In order to help the reassessment I put three questions to the Minister. Should not the Government, dedicated as they are to fairness, be prepared to reappraise past Government actions because of the categorical commitment given by the wartime coalition Government, and Mr. Ernest Bevin in particular, that service in the Armed Forces and down the mines would be treated on an equal basis?

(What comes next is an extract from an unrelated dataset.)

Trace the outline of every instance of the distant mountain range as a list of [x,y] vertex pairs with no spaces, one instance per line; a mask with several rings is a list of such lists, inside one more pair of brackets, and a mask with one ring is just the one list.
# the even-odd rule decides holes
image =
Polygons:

One could take the example of two men who were called up in 1943. One went into the mines and the other into the Navy. Both performed war service as defined by the War Service Act 1939. The previous Under-Secretary in a letter to me confirmed that. Both men were promised identical treatment at the recruitment office, and both were demobilised under the same regulations. If both subsequently entered teaching, the situation is that one now receives a pension concession for that service while the other, contrary to assurances given, does not. Mr. Beale falls into the latter group. Is not the time long overdue to treat these two cases in the same manner?

Secondly, I pick up the points made in correspondence with the Under-Secretary's predecessor. Can she establish that the Teachers' Superannuation War Service Act should be the point of reference rather than the Civil Servants Superannuation Act, thus making the 1974 regulations follow the definition in previous Teachers' Superannuation Acts? After all the assurances to which I have referred, is it right and just to restrict war service, as far as the 1974 order is concerned, to the definition in Section 1 of the 1946 Superannuation Act?

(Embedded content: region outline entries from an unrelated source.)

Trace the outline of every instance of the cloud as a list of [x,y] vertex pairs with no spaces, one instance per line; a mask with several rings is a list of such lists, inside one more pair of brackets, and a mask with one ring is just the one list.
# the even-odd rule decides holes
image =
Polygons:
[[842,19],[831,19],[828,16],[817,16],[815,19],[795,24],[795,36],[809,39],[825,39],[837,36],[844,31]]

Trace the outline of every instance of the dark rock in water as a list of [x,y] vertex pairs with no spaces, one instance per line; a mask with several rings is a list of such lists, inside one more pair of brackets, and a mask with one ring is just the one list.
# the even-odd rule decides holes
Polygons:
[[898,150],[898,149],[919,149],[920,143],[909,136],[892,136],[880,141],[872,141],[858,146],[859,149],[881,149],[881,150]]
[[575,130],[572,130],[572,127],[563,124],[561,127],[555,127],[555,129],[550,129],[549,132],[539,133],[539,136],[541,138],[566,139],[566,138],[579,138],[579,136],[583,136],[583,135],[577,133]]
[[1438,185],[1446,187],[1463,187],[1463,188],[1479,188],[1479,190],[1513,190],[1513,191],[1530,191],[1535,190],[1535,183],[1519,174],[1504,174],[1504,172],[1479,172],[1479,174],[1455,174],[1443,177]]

Thirdly, has not a reasonable precedent been established in the way in which assurances about equal treatment have been honoured in granting the same educational grants, the same dependence grants and the same increments? Why on pensions should equal warriors be differentiated? I ask the Minister to consider this question. If the answers cannot be given now, assurances that they will be sought would indicate that the Government are prepared to approach positively the search for a solution to the injustice that I have identified this evening, an injustice that Mr. Beale and some very few others of his colleagues suffer now.

11.40 p.m.

The Under-Secretary of State for Education and Science (Miss Margaret Jackson)

As the hon. Member for Lewes (Mr. Rathbone) indicated in his speech, this is a matter which has been under discussion for a considerable time and has involved a number of my predecessors. However, the matter is not as simple as he and his constituent appear to think, and it is not limited merely to people with Mr. Beale's background. I am grateful to the hon. Gentleman for giving me an opportunity to explain some of the problems that arise.

The difficulty arises from the nature of war-time employment which may be accepted as war service for the purpose of a teacher's pension. The first important point to get across to the hon. Gentleman and his constituent is that the criteria for pre-war teachers or persons who in the pre-war period were intending to teach are quite different from those for post-war entrants into teaching, such as the hon. Gentleman's constituent Mr. Beale, who had not established, before undertaking their war service, of whatever kind, a firm intention to teach by having been admitted, or accepted for admission, to a recognised course of teacher training.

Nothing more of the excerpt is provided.